13 September 2007 Edition
State terror : Fresh calls for publication of Stalker and Stevens Reports
Tell the truth about shoot-to-kill
Sinn Féin MLA John O’Dowd has called for the release of all the facts in relation to six deaths at the centre of the British state’s shoot-to-kill controversy.
The call came as Belfast Coroner John Leckey confirmed that new hearings are to be held into the shooting of three unarmed IRA Volunteers Sean Burns, Gervaise McKerr and Eugene Toman, two members of the INLA, Peter Grew and Roderick Carroll and Catholic teenager Michael Tighe.
Allegations of shoot-to-kill at the time of the killings, led to an investigation by the then Manchester Deputy Chief Constable John Stalker.
The IRA Volunteers died in November 1982 after a vehicle in which they were travelling was riddled with bullets by a special unit within the RUC. Within the same month 17-year-old Michael Tighe was shot dead at a hayshed in County Armagh. Grew and Carroll were shot dead outside Armagh in December 1982.
Stalker encountered enormous difficulties during his investigation and was hounded out of office on the back of false allegations after he discovered MI5 involvement in the Hayshed shooting. Stalker’s report was never published and demands for a fresh inquiry have been resisted.

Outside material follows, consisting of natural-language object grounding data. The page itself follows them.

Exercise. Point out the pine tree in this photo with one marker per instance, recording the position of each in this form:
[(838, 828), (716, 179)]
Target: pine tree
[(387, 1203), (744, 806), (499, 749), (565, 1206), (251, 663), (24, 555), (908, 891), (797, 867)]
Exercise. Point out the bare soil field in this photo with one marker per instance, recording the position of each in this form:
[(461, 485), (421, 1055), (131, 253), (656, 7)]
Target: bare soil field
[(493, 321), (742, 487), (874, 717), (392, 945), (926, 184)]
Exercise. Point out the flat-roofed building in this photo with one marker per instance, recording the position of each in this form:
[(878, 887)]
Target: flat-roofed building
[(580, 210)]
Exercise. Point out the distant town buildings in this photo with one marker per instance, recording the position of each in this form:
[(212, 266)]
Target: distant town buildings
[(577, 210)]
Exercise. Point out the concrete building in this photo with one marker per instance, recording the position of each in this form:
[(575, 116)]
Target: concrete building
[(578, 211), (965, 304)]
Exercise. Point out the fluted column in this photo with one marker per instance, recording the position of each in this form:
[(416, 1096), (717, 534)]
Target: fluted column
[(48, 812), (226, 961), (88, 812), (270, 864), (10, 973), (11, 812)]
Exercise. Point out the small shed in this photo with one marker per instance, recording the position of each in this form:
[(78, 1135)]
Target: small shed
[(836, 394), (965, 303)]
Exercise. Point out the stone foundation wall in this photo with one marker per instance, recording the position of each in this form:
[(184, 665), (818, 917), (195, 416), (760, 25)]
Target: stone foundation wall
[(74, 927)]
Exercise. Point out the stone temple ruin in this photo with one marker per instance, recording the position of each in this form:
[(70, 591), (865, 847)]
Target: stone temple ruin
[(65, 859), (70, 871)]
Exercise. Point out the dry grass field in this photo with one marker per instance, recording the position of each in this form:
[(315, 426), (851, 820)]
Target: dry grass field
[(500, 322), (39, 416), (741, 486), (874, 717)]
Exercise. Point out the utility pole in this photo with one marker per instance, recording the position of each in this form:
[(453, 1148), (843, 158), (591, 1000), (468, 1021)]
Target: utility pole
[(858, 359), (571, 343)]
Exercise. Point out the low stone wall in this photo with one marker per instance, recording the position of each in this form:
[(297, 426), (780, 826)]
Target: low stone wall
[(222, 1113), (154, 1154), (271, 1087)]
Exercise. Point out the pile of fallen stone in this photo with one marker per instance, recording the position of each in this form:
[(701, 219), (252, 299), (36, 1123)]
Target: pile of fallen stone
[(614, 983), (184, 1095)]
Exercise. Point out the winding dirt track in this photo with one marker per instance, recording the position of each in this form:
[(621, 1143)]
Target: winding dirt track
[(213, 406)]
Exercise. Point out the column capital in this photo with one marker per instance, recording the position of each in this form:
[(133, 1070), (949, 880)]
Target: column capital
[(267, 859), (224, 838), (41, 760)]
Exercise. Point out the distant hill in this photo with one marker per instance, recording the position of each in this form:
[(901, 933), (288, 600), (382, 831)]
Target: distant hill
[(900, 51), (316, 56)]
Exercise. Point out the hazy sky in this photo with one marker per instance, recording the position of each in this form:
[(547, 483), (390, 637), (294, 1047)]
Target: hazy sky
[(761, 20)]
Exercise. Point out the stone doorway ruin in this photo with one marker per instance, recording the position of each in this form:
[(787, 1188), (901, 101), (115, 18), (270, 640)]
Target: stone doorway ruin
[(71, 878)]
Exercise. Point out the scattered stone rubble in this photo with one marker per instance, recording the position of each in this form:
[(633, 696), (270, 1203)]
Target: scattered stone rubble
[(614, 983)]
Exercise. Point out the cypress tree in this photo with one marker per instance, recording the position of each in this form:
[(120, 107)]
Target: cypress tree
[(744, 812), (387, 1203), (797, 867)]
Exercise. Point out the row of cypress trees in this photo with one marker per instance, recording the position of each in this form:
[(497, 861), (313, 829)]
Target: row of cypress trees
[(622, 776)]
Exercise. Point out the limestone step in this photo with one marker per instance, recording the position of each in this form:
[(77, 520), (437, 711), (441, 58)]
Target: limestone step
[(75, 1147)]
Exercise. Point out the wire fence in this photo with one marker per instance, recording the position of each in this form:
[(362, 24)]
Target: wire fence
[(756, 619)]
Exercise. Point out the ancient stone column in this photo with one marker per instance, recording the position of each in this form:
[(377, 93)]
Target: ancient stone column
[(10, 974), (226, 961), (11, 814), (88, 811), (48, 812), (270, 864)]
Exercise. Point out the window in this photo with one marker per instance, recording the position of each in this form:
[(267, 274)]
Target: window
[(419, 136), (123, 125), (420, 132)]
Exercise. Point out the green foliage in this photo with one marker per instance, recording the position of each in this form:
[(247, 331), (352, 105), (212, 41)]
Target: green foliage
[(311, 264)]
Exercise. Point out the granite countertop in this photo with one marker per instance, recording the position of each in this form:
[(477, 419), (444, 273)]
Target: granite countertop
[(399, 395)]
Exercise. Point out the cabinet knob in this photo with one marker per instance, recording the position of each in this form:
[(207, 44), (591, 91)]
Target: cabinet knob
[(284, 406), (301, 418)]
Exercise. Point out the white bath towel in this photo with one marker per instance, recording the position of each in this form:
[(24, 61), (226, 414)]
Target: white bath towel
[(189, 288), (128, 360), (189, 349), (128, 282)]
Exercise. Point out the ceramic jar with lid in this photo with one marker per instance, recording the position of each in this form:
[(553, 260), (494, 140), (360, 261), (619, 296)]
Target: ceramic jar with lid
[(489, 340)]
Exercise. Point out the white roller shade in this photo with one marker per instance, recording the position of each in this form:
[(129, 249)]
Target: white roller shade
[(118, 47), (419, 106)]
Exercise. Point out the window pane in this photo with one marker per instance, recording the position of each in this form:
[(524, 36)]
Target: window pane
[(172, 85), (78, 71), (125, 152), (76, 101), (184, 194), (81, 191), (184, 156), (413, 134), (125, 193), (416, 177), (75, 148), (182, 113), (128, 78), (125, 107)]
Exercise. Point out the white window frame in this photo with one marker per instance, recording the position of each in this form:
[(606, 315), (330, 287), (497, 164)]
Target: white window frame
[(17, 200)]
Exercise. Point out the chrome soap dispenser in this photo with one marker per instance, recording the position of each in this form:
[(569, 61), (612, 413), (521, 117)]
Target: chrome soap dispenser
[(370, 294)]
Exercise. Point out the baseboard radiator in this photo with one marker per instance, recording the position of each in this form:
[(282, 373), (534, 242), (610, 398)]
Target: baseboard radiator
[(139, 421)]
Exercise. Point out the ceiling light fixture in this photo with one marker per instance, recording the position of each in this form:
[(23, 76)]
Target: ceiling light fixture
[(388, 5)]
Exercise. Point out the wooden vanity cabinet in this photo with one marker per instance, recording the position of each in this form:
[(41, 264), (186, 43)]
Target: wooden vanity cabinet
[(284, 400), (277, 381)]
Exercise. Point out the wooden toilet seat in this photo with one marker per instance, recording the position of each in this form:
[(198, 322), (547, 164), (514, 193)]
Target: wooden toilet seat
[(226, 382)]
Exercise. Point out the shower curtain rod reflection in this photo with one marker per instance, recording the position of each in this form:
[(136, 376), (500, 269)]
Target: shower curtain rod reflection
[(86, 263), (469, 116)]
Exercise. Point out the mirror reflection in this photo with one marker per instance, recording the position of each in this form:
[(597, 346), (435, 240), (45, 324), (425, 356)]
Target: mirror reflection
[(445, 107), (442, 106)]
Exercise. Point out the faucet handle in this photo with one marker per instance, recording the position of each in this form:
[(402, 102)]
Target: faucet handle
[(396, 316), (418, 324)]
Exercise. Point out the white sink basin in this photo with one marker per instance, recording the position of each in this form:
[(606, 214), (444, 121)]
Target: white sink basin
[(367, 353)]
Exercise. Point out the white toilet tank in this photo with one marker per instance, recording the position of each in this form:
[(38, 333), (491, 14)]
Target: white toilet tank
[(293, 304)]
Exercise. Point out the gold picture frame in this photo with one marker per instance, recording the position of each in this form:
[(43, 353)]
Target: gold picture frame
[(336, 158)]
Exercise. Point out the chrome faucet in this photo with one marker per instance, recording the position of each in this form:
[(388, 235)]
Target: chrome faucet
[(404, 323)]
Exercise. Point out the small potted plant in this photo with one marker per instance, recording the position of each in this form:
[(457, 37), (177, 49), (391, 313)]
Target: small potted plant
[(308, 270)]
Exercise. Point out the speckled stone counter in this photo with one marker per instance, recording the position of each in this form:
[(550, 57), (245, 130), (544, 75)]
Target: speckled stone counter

“It’s 25 years on and the families of these men just want to know the truth. They have called for the publication of the Stalker report. The British government should publish it,” O’Dowd said.
Commenting on the Coroner’s decision to re-examine the cases, O’Dowd said he hoped no further barriers would be erected.
“I urge Hugh Orde not to thwart John Leckey’s endeavour by sanctioning public immunity certificates,” he said.
Peter Madden, a solicitor acting for the families, said that the RUC members involved in the shootings could be brought to give evidence and the hearings could point towards criminal or civil responsibility.
“The surviving RUC men responsible for firing more than 100 rounds at the car containing the deceased will now be compellable witnesses at the inquest and shall be cross examined by the families’ lawyers,” said Madden.
“The coroner’s verdict can make explicit factual findings pointing towards a conclusion that criminal or civil responsibility exists,” said Madden.
Meanwhile Sinn Féin Policing Spokesperson, South Belfast MLA Alex Maskey, has pressed PSNI Chief Constable Sir Hugh Orde to reveal full details of a dossier containing evidence of British state collusion with unionist paramilitary death squads.
Following three investigations into the activities of unionist paramilitary agents and informers, John Stevens found in 2003 that elements within the RUC and British army colluded in the murder of Catholics in the North during the 1980s.
Central to his investigation was the Ulster Defence Association shooting of Belfast solicitor Pat Finucane in front of his family at their north Belfast home in February 1989.
Files were prepared on at least 20 individuals, but in June this year the Public Prosecution Service (PPS) finally confirmed no charges would follow. Insufficient evidence was said to be critical to the decision, which outraged the Finucane family, campaigners and the wider nationalist community.
Alex Maskey challenged PSNI Chief Constable Hugh Orde to publish the Stevens Report at a meeting of the Policing Board last Thursday, 6 September. He put it directly to Orde that the excuse of possible prosecutions had been removed and that it is now in the public interest for the Chief Constable to allow the publication of the Stevens Report
Speaking ahead of the public session of the Policing Board Maskey said:
“It my clear understanding that there is nothing now standing in the way of the publication of Stevens. The decision now is solely down to the chief constable.
“In April 2002 Stevens said he could not publish his findings because it might undermine prosecutions but since then the Public Prosecution Service has said it will not prosecute any of the 24 members of RUC Special Branch and Force Research (FRU) at the centre of the Steven’s Findings.
“Former British Secretary of State Peter Hain has said that the demand for the publication of Stevens is a matter for the Chief Constable.
“Given the amount of money and huge investigation involved, the huge level of public interest – we now need to see this report published.
“Hugh Orde is now in a position to publish this report, a report that was financed by the tax payer that is one of the largest and most expensive police investigations in history that dealt with some of the most controversial murders of the conflict.”